Supporters believe the regulation will help women because it now covers a woman while she is pregnant. But Judith Lichtman who heads the National Partnership for Women and Families, calls the new regulation a "sham" and, since it creates legal status for the unborn, says it would violate the protections established in Roe v. Wade.
She says that if the government were not trying to take away the rights guaranteed in Roe v. Wade it would have provided health coverage for low-income pregnant women instead of their fetuses.
The Future of Roe v. Wade
Currently, Supreme Court justices are split 5-4 in favor of upholding Roe v. Wade. But it is possible that one or two justices could retire during Mr. Bush's presidency and be replaced by those who hold a pro-life opinion.
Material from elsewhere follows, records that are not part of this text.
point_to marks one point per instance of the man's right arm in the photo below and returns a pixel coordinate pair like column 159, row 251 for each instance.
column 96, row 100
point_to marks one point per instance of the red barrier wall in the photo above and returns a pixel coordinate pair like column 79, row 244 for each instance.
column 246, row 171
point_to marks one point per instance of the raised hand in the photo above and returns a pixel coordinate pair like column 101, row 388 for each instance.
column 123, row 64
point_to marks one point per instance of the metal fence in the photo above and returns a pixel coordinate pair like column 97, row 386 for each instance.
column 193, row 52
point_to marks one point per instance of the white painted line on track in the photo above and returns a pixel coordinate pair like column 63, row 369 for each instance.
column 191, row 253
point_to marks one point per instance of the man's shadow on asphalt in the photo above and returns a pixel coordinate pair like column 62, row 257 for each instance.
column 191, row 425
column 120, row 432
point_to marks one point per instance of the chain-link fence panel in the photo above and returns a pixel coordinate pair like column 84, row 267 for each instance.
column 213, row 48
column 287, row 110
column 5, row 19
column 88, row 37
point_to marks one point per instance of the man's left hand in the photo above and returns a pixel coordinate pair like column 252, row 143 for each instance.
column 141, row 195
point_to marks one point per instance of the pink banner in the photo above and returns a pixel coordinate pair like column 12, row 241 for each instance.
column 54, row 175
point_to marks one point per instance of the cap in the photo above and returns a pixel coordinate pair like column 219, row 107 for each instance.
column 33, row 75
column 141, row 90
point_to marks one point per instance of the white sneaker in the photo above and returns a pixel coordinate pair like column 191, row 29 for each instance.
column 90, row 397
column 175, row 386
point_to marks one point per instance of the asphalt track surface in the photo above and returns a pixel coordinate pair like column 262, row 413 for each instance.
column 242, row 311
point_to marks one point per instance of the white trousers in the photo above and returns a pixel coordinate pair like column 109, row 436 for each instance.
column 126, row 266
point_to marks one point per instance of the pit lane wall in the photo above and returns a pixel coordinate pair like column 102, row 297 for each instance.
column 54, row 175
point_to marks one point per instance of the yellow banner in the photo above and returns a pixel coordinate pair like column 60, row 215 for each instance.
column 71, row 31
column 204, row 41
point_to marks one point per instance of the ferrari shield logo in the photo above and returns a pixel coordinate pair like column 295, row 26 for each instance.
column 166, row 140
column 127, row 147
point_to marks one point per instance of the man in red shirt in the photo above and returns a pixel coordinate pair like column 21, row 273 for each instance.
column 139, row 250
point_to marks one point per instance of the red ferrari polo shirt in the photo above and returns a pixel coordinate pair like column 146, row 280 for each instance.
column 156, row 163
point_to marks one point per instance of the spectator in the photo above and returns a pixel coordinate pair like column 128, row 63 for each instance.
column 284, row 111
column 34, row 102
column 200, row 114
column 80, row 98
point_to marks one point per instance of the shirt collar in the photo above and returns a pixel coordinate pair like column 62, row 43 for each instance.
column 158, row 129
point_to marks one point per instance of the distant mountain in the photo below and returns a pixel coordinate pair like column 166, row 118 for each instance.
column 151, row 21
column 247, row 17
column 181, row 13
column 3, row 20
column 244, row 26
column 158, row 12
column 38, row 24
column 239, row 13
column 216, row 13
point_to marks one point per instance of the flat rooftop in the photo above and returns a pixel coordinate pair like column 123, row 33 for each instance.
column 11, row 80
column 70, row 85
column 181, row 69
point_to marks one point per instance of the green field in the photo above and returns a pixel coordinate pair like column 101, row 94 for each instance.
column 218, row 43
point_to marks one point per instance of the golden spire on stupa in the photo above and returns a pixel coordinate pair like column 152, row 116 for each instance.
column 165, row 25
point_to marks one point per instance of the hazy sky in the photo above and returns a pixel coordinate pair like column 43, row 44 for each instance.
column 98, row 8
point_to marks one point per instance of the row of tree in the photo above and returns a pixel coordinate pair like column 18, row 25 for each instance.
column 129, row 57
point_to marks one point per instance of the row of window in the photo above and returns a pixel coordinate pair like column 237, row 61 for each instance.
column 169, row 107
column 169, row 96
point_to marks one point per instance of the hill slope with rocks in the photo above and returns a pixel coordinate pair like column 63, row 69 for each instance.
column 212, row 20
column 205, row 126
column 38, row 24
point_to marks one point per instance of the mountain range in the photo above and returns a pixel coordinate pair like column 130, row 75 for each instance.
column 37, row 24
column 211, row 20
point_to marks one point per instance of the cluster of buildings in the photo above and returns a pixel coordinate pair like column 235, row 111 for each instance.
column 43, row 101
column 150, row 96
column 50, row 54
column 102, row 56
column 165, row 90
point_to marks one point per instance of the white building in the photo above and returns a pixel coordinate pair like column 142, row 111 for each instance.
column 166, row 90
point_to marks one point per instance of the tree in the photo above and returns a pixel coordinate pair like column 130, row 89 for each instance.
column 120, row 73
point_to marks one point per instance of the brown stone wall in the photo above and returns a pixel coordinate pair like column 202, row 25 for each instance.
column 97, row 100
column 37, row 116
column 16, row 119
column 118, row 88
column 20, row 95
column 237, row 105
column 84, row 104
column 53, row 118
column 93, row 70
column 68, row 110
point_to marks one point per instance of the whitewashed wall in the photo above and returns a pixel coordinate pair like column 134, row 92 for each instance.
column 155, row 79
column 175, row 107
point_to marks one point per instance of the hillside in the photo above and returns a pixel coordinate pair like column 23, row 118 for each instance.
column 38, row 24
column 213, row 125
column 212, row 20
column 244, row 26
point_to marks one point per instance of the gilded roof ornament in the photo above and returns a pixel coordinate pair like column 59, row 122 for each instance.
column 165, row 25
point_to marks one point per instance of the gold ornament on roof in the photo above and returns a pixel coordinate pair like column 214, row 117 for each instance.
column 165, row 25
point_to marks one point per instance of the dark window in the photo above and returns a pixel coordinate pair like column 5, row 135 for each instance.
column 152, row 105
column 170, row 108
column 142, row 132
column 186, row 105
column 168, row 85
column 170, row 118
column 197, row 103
President Bush has already nominated a number of conservative judges to lower federal courts. Federal judges are pivotal in the abortion debate because they can help interpret abortion laws.
Nonetheless, Democratic pollster Geoffrey Garin says, many pro-life politicians would rather chip away at Roe. V. Wade, than challenge it directly.
"A lot of pro-life Republicans, including the president in 2000, were able to win the votes of pro-choice independents and Republicans by convincing them that they did not really represent a threat to a woman's right to choose," Garin told The New York Times. "The closer the pro-lifers get to attacking the core of Roe v. Wade, the bigger the political fallout will be."